Inflation remained in double-digits in the four year term of the present government eroding the purchasing power of the country’s poverty-hit masses. Analysts have observed with inflation forecasted to stay in double digit in FY12 it would be the first time in Pakistan’s history that the country would be observing consecutive five years of double-digit inflation. According to researchers at Topline Securities, the overall Consumer Price Index (CPI) in Pakistan witnessed a massive increase of 76 per cent in last four years, thereby eroding the purchasing power of the masses. “In the last four years average yearly inflation stood at 14.6 per cent as against an average GDP growth rate of a mere 2.9 per cent,” said Nauman Khan of Topline Securities.
The analyst said inflation was one of the key indicators of a country’s economic condition and a measure of whether the state’s policies are working or not. He said stable inflation provides impetus for economic growth. “Pakistan has been in the grip of high inflation in recent years which has adversely affected the economic health of the country,” Khan said. The analyst cited structural weakness arising from energy shortages, along with hike in the international commodity prices, particularly oil, as major reasons behind the high inflationary period in the country.

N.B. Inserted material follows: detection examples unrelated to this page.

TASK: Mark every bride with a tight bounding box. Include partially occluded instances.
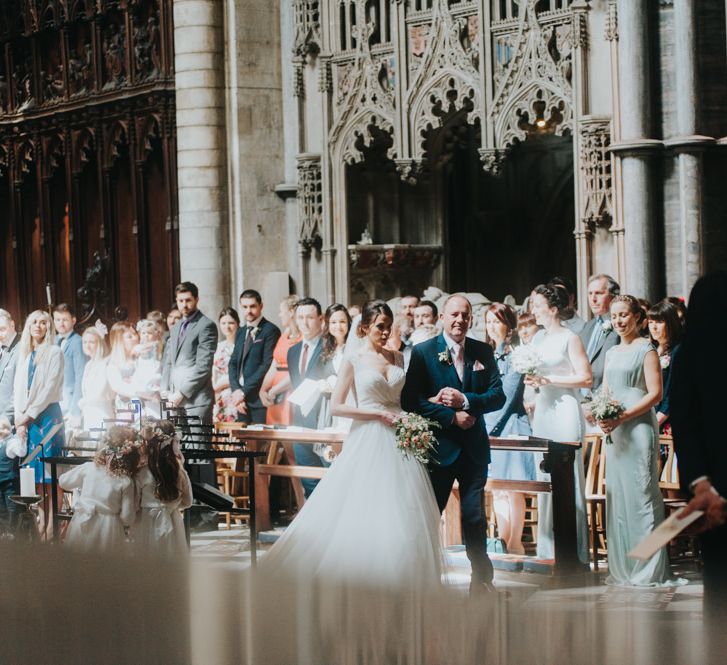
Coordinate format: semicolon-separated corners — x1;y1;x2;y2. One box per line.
262;300;442;588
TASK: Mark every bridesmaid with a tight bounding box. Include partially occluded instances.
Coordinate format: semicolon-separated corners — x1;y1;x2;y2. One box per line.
525;284;593;564
79;321;115;431
484;302;535;554
598;295;680;586
13;310;65;515
260;296;301;425
106;321;139;420
212;307;240;423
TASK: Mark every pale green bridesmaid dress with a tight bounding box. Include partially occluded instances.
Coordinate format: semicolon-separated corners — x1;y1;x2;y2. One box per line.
604;341;682;586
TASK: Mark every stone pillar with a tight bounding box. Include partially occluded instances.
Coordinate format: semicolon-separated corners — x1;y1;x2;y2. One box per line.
667;0;709;296
174;0;230;318
612;0;661;300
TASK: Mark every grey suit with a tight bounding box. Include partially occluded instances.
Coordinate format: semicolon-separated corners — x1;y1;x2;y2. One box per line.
0;334;20;423
578;318;619;390
161;310;218;423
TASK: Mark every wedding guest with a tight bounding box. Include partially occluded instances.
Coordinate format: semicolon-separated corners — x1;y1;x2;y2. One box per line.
0;309;20;425
229;289;280;423
78;321;116;431
106;321;139;420
670;270;727;652
212;307;240;423
484;302;535;554
14;309;65;504
646;298;684;434
58;426;141;555
598;295;674;586
549;277;586;335
260;296;300;425
131;319;163;418
414;300;439;330
134;420;192;557
578;274;621;391
317;303;351;429
53;303;86;428
525;284;592;563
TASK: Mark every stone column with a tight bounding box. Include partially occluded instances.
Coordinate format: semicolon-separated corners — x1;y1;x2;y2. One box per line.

In addition, Khan said, upward adjustment in electricity tariffs, devaluation of rupee against the dollar and access government borrowing from the State Bank also lead to the creation of inflationary pressures.
The analyst said that Pakistan’s currency had witnessed an annual average devaluation of 9.3 per cent during last four years while the government’s budgetary borrowings from the central bank stood at Rs3.0 trillion at the end of FY11. The analyst said that Pakistan’s GDP growth rate has slowed down at a time when South Asian economies are booming. FY12 is expected to be another year of double-digit inflation on the back of higher commodity prices, particularly international crude oil and food products.
These factors, Khan said, had previously been contributing approximately 50 per cent to CPI basket and had been the major culprit behind the recent inflationary pressure. Food inflation stood at an average 14.6 per cent in last the last four years, while oil-related inflation stood at an average 13.7 per cent in the same period. “The impact of the commodity price hike would be further augmented by structural weakness arising from energy shortage and weakness in the supply chain,” Khan warned. In addition to commodity price hike, the analyst said, fiscal indiscipline was another factor contributing to inflationary pressure.
Overall, the analyst said, the average inflation in FY12 was expected to be around 12 per cent according to the government’s projection. After Ramadan the year-on-year CPI might touch 11 percent due to high base affect, he said.